Sebelum Rias bisa menjawab, naruto sudah menghilang dari tempatnya..

Perkataan itu tentu saja membuat Rias merasa sakit dihatinya. Tapi Rias juga melihat mata Naruto yang Menampakkan rasa sakit, sedih, dan penyesalan akan sesuatu yang pernah dialaminya, hal tersebut membuat Rias bingung.

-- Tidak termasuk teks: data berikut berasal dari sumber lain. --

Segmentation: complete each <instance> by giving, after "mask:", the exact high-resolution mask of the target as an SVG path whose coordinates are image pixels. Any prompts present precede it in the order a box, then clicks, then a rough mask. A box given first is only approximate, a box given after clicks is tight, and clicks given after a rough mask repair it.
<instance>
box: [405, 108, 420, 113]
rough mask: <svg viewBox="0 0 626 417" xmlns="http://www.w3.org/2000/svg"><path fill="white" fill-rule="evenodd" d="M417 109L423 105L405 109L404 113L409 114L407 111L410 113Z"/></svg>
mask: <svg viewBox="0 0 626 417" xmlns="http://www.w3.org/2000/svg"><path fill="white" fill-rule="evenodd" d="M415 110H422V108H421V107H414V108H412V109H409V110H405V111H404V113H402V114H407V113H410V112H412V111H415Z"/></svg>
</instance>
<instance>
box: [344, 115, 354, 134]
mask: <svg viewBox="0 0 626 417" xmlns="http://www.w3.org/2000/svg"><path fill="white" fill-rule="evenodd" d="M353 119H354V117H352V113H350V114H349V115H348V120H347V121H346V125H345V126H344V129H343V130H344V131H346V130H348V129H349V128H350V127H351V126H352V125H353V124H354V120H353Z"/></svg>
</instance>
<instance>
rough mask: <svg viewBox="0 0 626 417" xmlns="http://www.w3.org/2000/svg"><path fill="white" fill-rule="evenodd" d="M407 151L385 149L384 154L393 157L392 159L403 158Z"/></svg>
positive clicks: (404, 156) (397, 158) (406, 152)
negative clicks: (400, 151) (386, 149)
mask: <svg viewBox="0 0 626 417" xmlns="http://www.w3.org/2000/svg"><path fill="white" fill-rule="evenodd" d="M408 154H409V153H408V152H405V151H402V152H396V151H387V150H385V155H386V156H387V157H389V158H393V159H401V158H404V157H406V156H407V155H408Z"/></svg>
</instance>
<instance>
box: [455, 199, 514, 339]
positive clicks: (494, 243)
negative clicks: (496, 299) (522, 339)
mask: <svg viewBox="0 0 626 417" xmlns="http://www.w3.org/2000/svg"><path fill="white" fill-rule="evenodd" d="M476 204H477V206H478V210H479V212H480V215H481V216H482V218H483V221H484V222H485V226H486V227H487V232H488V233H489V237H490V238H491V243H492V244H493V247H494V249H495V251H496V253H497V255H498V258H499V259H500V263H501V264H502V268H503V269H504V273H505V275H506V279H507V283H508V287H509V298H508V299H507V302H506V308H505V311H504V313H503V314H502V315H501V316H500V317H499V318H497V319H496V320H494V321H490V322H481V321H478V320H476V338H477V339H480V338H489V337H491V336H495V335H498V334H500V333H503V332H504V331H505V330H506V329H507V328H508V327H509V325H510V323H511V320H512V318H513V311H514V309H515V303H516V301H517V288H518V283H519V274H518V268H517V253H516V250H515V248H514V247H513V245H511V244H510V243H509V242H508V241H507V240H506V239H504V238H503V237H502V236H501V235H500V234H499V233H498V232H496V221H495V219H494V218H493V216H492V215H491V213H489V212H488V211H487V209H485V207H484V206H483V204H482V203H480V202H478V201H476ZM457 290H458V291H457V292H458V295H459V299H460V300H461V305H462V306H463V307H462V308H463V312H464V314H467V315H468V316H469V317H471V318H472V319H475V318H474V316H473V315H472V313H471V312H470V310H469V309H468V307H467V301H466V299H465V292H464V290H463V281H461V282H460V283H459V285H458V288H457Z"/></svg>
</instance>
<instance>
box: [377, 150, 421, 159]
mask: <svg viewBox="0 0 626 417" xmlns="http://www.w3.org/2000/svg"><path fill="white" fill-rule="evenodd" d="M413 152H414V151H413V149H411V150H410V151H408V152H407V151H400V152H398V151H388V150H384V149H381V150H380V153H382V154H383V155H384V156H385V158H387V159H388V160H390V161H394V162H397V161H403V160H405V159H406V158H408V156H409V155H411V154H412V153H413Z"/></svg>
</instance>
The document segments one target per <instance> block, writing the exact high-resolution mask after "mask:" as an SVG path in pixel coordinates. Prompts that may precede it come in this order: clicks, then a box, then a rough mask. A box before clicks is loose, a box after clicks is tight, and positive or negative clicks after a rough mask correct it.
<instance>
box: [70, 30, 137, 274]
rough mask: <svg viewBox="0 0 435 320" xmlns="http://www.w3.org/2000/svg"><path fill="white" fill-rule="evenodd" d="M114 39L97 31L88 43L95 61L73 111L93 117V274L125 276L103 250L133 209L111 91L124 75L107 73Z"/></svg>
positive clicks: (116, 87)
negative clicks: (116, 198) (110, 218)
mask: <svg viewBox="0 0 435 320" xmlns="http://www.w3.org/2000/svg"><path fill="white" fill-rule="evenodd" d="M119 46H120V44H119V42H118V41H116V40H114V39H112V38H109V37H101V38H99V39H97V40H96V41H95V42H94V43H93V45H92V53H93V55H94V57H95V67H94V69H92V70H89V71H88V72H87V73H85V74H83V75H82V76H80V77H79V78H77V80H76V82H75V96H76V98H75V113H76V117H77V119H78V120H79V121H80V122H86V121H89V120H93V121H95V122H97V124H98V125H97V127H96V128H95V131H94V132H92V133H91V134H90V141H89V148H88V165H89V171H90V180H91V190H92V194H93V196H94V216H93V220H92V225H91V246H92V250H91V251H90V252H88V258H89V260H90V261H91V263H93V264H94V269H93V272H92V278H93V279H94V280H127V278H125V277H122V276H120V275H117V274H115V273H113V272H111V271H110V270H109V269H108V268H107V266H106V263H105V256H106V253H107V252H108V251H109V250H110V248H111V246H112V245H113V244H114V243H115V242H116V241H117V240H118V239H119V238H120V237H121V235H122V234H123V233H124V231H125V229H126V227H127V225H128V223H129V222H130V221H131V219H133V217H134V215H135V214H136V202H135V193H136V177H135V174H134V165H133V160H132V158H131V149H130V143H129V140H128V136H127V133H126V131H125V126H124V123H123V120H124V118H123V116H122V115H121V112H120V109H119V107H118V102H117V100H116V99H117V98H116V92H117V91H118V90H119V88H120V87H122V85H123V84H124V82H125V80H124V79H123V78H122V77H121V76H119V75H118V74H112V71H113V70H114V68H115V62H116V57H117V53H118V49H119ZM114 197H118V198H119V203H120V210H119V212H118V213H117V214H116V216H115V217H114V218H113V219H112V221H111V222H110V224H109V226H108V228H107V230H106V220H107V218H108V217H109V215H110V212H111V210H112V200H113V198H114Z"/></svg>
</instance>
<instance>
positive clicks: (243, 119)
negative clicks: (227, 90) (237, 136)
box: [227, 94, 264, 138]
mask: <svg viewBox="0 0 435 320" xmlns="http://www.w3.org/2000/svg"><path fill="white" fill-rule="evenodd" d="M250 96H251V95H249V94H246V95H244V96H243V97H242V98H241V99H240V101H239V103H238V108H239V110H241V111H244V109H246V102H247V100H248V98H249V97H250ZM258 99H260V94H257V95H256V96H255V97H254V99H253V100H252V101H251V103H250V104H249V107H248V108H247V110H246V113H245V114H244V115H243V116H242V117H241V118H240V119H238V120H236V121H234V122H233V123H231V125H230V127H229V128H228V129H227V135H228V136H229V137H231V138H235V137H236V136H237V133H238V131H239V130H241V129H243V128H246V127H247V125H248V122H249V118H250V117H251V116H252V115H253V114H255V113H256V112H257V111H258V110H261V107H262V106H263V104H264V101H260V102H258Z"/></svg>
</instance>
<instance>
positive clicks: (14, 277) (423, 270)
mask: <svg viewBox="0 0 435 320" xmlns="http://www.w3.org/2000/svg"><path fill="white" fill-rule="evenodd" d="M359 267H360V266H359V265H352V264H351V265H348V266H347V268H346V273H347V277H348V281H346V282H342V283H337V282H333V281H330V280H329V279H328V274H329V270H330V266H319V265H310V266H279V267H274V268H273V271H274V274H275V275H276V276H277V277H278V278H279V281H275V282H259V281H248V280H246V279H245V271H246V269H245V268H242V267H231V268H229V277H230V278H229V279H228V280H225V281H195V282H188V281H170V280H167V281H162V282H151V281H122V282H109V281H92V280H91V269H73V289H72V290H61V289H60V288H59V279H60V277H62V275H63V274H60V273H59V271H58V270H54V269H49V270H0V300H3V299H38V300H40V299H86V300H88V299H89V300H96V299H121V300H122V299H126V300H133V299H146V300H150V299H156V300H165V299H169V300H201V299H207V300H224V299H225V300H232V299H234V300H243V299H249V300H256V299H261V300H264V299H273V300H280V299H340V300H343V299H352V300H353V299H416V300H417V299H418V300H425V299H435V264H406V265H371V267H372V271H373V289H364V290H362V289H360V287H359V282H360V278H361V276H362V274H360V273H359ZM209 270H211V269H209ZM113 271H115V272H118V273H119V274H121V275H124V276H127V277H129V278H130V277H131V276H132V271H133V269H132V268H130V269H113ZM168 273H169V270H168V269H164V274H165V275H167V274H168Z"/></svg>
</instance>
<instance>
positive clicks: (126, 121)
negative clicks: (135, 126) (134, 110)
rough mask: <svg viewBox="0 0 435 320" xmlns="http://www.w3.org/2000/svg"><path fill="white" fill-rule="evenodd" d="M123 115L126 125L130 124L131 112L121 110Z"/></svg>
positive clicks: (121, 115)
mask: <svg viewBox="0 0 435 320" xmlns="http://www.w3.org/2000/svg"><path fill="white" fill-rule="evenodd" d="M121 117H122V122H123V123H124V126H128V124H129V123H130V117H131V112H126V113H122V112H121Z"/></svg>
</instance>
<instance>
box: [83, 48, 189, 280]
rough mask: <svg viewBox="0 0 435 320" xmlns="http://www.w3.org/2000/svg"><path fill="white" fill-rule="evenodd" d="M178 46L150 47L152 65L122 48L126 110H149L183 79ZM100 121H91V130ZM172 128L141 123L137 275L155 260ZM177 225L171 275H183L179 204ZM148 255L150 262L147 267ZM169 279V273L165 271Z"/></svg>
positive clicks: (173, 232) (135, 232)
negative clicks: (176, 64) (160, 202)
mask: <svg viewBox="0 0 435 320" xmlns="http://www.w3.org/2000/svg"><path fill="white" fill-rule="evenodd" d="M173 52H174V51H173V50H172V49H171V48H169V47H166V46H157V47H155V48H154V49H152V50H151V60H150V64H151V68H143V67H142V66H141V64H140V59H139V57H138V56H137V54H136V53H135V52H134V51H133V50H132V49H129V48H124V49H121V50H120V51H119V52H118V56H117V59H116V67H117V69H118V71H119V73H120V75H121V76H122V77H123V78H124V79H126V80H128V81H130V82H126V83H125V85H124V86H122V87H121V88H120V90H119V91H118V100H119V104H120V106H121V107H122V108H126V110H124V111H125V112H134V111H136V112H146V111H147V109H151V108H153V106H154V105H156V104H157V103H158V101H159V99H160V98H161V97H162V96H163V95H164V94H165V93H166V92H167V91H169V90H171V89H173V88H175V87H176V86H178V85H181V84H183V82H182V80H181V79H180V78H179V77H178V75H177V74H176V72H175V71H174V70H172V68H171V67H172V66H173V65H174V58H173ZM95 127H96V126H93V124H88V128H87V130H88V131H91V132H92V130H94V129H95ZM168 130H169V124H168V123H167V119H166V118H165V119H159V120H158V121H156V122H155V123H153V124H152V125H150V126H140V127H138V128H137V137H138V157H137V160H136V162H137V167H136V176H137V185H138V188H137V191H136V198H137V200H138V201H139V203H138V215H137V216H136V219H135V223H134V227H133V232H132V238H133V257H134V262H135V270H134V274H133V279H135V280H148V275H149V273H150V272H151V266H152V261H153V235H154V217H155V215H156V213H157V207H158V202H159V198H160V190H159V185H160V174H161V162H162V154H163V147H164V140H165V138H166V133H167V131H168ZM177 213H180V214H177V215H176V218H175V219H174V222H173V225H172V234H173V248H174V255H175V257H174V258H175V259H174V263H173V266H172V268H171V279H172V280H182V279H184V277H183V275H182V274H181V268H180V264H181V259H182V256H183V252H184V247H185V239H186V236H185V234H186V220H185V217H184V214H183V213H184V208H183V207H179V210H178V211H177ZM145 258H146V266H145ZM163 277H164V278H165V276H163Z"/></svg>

'rasa apa lagi yang kau pendam Naruto, apakah sesuatu yang buruk pernah terjadi padamu sehingga kau menyingkirkan aku, yang hanya mau mengenalmu lebih dekat ?.' pikir Rias dalam hatinya, perasaanya yang sakit pun berganti dengan hal yang baru.

'suatu saat aku akan mendengar hal itu darimu Naruto , aku akan mencoba membuka hatimu yang tertup itu'

Dengan perasaan membara Rias pun mengatakan bisik hatinya dan tentu saja itu membuat Rias semakin tertarik akan sosok Naruto yang sudah dia Observasi selama beberapa bulan ini.

Sementara itu Akeno yang melihat ekspresi menentukan Rias merasa sedikit cemburu akan pantang menyerahnnya.

'apakah aku juga bisa seperti itu untuk megetahui dirimu dibalik topeng itu naruto'

Apartemen Naruto

Naruto yang tiba dengan jurus biasanya pun langsung terbaring ke kasurnya. Dia merasa jahat sekali mengatakan kata seperti itu kepada Rias, tapi Naruto merasa hal itu perlu agar membuat Rias menjauh dari kehidupan pribadinya,

"karena setiap kali orang yang aku sayangi, menghilang di hadapanku..Aku tidak mau itu terulang lagi disini Rias.." bisik naruto di keheningan malam.

Naruto pun mengedipkkan matanya dan melihat atap putih apartemennya, seperti hilang dalam ingatan. Ingatan yang membuat Naruto seperti ini, tertutup bagaikan pintu terkunci, yang kehilangan kuncinya di tengah laut..

"k..enapa.. "

bisik Naruto ditengah hendak menangis sejak terakhir kalinya sambil melihat orang yang di depanya,tertusuk dengan sebuah kayu tajam yang seharusnya mengenai tubuhnya, tetapi orang didepanya telah menerima serangan tersebut untuk Naruto

"N-aru-to –kun..." bisik orang tersebut padanya

"kenapa!?.. kenapa kau melakukannya untukku ..?kau sudah berkali-kali meyelamtkanku dari kejadian seperti ini !? " teriak naruto yang mengeluarkan tangisan kerasnya.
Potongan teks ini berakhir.